Alicia Wrenn, senior director of resettlement and integration at HIAS, one of the nine nonprofits that help resettle refugees in the U.S., said HIAS is once again ramping up a network of partners to help newly arrived refugees. She noted it is highly specialized work.
“They have the language skills to work with clients. They have the cultural sensitivity, the trauma awareness that really is required in refugee services,” she said.
Vetting
Backers of Trump’s immigration agenda warn against undoing policies they view as going the extra step to ensure America’s safety by taking in fewer refugees and subjecting the remainder to more rigorous background checks and security vetting.
Lora Ries, senior research fellow at the conservative Washington-based Heritage Foundation, said there was a review of the vetting program at the beginning of the Trump administration that should be repeated by successive administrations, not discarded.
“It should not be thrown out [by the new administration] just because Trump's name was attached to it,” she told VOA.
Biden’s executive order includes a request for the Department of Homeland Security (DHS) secretary to “consider” ways to “expand refugee vetting and adjudication capacity,” including “permitting the use of video and audio teleconferencing to conduct refugee interviews and establishing the necessary infrastructure to do so.”
Vignarajah said she expects refugee vetting to remain thorough, adding that refugees fall into a low-security risk category.
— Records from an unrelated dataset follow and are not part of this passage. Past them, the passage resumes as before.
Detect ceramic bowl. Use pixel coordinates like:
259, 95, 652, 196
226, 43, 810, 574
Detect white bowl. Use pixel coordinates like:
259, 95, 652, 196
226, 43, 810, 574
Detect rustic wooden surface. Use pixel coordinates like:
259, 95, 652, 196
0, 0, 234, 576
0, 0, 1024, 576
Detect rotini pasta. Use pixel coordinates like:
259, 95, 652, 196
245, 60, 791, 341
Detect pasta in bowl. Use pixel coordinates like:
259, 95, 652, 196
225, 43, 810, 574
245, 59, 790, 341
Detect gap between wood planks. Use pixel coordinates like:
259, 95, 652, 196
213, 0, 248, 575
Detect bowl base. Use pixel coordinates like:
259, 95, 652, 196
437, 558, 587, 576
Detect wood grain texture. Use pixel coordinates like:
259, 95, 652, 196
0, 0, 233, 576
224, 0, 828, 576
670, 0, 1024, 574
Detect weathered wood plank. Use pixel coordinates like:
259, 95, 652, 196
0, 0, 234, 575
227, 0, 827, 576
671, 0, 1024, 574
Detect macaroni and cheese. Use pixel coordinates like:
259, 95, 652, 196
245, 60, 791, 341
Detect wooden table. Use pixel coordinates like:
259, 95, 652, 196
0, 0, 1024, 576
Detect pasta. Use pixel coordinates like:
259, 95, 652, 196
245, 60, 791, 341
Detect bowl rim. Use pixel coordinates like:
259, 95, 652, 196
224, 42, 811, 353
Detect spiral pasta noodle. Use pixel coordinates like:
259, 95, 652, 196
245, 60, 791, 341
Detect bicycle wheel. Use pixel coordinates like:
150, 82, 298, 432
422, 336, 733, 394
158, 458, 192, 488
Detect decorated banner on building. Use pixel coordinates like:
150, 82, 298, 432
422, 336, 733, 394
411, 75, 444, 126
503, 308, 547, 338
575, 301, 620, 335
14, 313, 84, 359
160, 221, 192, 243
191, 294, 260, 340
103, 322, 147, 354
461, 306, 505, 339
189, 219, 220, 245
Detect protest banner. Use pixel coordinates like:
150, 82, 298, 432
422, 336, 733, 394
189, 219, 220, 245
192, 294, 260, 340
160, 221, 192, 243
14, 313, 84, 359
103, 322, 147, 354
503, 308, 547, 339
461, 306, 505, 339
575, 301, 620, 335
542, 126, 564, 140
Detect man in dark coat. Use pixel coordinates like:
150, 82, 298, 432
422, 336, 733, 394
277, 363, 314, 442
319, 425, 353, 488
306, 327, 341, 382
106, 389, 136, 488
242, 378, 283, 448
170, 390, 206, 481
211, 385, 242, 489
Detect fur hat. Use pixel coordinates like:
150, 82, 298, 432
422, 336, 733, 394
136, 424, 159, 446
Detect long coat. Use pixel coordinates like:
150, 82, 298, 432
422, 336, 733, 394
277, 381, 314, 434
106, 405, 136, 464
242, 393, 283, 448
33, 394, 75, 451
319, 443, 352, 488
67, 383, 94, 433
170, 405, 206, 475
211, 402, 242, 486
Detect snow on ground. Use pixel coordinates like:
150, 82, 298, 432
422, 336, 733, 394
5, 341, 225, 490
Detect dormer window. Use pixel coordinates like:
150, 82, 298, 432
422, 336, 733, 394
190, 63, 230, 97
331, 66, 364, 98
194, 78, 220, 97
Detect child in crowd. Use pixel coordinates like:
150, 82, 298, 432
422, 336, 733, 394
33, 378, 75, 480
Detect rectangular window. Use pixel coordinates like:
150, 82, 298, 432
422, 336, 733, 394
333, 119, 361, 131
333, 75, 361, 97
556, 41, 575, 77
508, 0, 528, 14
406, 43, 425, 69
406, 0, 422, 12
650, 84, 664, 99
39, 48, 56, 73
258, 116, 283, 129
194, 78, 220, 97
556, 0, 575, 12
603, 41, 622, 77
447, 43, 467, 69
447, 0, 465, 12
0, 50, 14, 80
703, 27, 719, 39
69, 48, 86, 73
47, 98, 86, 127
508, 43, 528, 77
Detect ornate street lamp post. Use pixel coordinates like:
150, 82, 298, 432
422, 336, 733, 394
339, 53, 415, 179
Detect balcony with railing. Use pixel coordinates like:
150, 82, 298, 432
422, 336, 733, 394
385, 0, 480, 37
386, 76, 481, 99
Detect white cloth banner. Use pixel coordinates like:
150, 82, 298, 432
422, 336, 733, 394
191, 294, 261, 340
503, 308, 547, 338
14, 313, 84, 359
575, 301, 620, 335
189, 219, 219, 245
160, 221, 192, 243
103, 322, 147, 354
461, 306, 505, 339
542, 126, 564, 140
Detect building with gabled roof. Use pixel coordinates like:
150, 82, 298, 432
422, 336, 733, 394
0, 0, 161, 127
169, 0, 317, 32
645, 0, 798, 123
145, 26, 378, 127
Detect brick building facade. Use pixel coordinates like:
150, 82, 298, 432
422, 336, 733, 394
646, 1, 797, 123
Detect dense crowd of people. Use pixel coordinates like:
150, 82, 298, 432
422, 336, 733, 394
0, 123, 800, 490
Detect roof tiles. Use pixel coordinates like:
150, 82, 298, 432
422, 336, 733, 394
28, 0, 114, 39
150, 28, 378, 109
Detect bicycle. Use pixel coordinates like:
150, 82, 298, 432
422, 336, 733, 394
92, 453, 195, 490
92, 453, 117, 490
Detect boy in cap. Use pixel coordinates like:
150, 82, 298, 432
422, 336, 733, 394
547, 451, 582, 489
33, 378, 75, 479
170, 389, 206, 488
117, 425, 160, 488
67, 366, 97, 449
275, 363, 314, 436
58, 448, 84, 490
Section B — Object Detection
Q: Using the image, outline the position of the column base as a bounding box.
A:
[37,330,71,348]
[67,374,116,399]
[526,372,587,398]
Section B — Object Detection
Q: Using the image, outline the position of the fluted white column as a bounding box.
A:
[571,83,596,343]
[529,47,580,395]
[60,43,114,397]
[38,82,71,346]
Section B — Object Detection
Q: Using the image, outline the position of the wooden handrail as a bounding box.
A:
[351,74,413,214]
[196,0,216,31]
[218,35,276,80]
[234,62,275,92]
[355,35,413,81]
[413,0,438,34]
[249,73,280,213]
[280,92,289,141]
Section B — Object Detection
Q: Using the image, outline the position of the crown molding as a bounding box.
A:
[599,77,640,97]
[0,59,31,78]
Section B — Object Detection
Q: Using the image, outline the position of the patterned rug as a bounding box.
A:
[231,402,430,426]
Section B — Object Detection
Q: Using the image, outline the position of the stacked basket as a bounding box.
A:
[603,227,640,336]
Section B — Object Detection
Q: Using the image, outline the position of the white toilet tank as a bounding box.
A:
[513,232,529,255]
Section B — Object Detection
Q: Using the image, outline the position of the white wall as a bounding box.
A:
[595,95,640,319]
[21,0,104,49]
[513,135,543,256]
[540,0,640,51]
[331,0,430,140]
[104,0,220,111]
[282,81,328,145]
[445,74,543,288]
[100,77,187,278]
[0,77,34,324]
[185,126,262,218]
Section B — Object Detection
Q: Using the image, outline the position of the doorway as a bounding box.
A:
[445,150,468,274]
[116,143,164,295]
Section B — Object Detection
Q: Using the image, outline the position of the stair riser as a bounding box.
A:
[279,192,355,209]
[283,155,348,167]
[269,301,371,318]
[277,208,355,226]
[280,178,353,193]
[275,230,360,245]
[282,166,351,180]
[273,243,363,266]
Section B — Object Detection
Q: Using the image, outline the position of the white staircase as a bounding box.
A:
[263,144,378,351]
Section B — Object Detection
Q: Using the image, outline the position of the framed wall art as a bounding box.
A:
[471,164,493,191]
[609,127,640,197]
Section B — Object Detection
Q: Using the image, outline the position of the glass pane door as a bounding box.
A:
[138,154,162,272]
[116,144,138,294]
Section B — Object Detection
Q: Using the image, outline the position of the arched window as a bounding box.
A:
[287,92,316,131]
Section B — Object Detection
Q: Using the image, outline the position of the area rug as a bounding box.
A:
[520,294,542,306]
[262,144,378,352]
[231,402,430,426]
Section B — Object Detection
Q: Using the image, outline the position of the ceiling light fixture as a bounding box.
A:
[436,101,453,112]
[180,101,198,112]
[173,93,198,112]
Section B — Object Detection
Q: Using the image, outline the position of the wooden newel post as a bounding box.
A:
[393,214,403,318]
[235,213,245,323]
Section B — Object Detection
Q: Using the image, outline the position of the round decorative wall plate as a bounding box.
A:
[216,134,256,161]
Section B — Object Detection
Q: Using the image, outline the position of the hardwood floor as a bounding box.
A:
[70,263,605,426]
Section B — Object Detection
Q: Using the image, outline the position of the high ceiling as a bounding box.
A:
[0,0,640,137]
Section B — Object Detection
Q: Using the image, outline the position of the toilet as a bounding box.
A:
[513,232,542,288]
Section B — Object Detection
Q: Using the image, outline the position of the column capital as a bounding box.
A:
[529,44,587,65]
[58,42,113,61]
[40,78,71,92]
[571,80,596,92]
“There is this claim, which isn't actually true that refugees are potentially criminals or terrorists. The truth is that a refugee is far less likely to commit any sort of crime than a native born American. And yet, what we see, or we saw with the Trump administration, was additional layers of vetting were added, some of which had no credence or rationale behind them,” she said.
A Morning Consult/Politico survey, conducted earlier this month among 1,986 registered voters, shows three in five Republicans “strongly oppose” raising the refugee cap to 125,000, while 61% of Democratic voters support the expansion, including 33% who “strongly support” it.
While the Biden administration reboots America’s refugee program, Ibrahim hopes living in limbo will soon be over.
“I would love to go and settle in another country to leave the life of uncertainty that I have lived with here (in Nairobi) for so many years, and live a better life,” he said.